In a 6-1 ruling, the Georgia Supreme Court ruled yesterday that convenience stores may be held liable when they sell alcohol to people who are obviously intoxicated if those people then drove and injured others.
With this ruling the court reverses the decisions of a trial court and the Georgia Court of a Appeals, which had said that Georgia’s “dram shop act” only applies to restaurants and bars where alcohol is served on the premises. The new decision will likely cause convenience stores and other businesses that sell alcohol in Georgia to reevaluate their policies.
The case—Florez v. Exprezit! Stores 98-Georgia—arose from a collision in which twenty-four-year old Billy Joe Grundell purchased a twelve pack of beer at an Exprezit! store and later crashed head-on into a van, killing six people and injuring others. Grundell’s blood alcohol was twice the legal limit at the time of the crash.
The surviving passengers brought a lawsuit against the convenience store under Georgia’s “dram shop act,” which creates liability for businesses that sell alcohol to adults who are obviously drunk, knowing that he or she will soon drive a vehicle. At trial, the judge granted summary judgment to Exprezit!, ruling that the statute did not apply to convenience stores. The Georgia Court of Appeals affirmed, reasoning that that extending liability to convenience stores, where it is less likely that employees will realize how intoxicated a person is, when or where he or she plans to drink the alcohol, or whether he or she will soon be driving. In such a situation, the Court of Appeals believed that jurors would be asked to “speculate” about things they cannot know, creating an “impracticable result.”

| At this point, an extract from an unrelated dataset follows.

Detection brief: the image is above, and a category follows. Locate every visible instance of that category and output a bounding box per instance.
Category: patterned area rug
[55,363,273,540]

The Georgia Supreme Court rejected this view, stating that convenience stores often do “have an opportunity to observe how the customer arrived and, conversely, the manner in which he will depart. The fact that a convenience store employee has less of an opportunity to determine how intoxicated a person is than in a bar or restaurant does not mean that it cannot be held liable for the results of the alcohol sale. Rather, the opportunity to judge will simply be a fact to be determined at trial. If the store knew or should have known the customer was intoxicated and would soon drive, it can be held liable if it sells him or her alcohol and that alcohol causes harm to others.
The case against Exprezit! will now be sent back to trial where these facts will be determined, or the parties will reach a settlement agreement.
Attorney Page Pate was interviewed about this decision by WABE FM 90.1, Atlanta’s public radio station.